According to a research report by IDtechex, the RFID (Radio Frequency Identification) market is in a hyper growth phase. The technology through wireless contacts automates distribution, inventory management and helps in increasing customer satisfaction. Today the RFID market size is around $9.2 billion.
The report notes that the high growth of RFID is visible in tags, readers and software/services for RFID labels, cards, fobs and other forms. IDTechEx makes a forecast that the market size will grow to $30.24 billion in 2024. This will be on the back of RFID applications in retail and apparel tagging clocking higher growth. Those applications demands 3 billion RFID labels in 2014 itself and RFID will be penetrating 7 percent of the total addressable market for apparel this year.
According to Mark Roberti, in his report in the RFID journal, the applications of RFID are moving to hitherto unimaginable areas. The RFID technology has now bust the myth that it does not work around water or metal.
Marks & Spencer has now showed that RFID can work in tagging all non-food items including pots, pans, perfumes and other tough-to-tag items.
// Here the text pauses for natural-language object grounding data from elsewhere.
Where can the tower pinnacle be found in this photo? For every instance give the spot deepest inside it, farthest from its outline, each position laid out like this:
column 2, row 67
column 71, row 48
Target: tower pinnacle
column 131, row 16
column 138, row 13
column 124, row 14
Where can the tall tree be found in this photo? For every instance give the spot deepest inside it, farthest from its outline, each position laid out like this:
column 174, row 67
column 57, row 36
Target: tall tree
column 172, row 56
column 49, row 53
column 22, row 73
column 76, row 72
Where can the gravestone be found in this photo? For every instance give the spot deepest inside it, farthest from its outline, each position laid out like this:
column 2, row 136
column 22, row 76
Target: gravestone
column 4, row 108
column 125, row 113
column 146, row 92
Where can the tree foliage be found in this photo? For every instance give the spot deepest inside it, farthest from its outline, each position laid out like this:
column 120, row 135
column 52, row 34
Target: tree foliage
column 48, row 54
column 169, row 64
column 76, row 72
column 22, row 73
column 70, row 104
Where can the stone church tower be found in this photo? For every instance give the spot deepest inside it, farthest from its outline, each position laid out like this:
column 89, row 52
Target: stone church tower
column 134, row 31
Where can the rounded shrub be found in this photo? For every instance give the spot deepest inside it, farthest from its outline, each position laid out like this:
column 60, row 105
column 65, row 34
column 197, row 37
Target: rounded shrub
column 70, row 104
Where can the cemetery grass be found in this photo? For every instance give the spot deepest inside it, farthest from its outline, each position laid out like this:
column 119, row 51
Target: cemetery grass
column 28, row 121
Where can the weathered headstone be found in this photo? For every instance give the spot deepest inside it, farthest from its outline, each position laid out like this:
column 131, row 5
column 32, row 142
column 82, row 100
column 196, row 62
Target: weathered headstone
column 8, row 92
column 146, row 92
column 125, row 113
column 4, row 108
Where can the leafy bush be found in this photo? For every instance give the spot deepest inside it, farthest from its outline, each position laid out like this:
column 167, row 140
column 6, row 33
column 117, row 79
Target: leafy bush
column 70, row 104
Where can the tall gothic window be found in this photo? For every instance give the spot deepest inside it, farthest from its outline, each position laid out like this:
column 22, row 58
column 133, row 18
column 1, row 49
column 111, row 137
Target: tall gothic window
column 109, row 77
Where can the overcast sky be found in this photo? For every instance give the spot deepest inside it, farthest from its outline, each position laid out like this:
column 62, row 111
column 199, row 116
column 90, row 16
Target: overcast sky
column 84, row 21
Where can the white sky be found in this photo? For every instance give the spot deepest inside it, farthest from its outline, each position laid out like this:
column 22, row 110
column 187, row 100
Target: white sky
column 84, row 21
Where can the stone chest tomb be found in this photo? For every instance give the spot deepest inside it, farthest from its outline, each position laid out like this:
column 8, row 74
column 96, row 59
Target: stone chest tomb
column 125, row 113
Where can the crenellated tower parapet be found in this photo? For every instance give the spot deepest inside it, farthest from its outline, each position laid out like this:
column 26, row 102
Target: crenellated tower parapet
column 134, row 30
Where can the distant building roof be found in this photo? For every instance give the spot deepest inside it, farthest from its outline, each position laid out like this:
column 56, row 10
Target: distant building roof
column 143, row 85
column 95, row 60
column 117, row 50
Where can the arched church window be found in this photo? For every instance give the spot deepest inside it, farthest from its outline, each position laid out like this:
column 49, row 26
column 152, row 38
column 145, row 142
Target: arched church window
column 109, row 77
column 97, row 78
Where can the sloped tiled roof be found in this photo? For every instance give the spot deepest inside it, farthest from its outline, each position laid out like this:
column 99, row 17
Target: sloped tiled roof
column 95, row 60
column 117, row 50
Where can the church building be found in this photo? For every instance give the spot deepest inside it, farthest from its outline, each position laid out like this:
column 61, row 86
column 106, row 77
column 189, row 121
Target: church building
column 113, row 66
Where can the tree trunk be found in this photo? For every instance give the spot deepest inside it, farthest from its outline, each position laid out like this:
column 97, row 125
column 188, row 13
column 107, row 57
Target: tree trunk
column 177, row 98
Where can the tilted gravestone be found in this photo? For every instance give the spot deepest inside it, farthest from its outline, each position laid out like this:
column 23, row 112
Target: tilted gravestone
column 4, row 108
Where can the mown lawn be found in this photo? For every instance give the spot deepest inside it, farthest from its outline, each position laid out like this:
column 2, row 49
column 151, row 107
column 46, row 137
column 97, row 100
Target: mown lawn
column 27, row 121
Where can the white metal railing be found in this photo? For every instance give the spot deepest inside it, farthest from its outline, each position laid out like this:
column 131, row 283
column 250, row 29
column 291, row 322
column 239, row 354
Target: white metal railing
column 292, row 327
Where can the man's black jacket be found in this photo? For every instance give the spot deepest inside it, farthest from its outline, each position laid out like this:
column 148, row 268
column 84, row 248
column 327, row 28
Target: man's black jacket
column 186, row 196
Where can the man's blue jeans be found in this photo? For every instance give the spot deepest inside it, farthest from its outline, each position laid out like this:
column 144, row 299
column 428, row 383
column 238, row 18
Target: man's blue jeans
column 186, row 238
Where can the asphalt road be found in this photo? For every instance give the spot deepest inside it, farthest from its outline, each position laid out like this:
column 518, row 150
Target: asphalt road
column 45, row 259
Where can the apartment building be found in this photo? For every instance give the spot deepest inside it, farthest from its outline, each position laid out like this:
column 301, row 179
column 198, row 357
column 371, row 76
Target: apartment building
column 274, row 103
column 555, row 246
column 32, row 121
The retail major Marks & Spencer designed EPC Gen 2 RFID tags of different sizes and shapes in association with Dennison Retail Branding and Information Solutions (RBIS) for use in a wide range of merchandise including metals and liquids.
Some 10 tags were made to meet the aesthetic requirements of cosmetics. To ensure that tags work well M&S conducted tests at a mock store. After accurate results the tags were tested at operational stores. After being satisfied it was rolled out for all non-food items in all the retail chains.
Philips IBM pact
The new innovations can be attributed to the intervention of big players like Philips and IBM who had sealed a pact on RFID. A Tech News report on the deal had predicted a sharp impact on supply-chain, retail management and smart-card solutions in finance, e-government, transportation and event ticketing as the target areas of application.
The Tech News report by Jay Leyman had quoted many analysts including Adam Zawel vouching that the RFID market of supply chains and mobile-commerce applications are ripe for exploration. With adoption barriers having crumbled in terms of price of RFID tags, accuracy issues and standards RFID's larger potential is getting unveiled.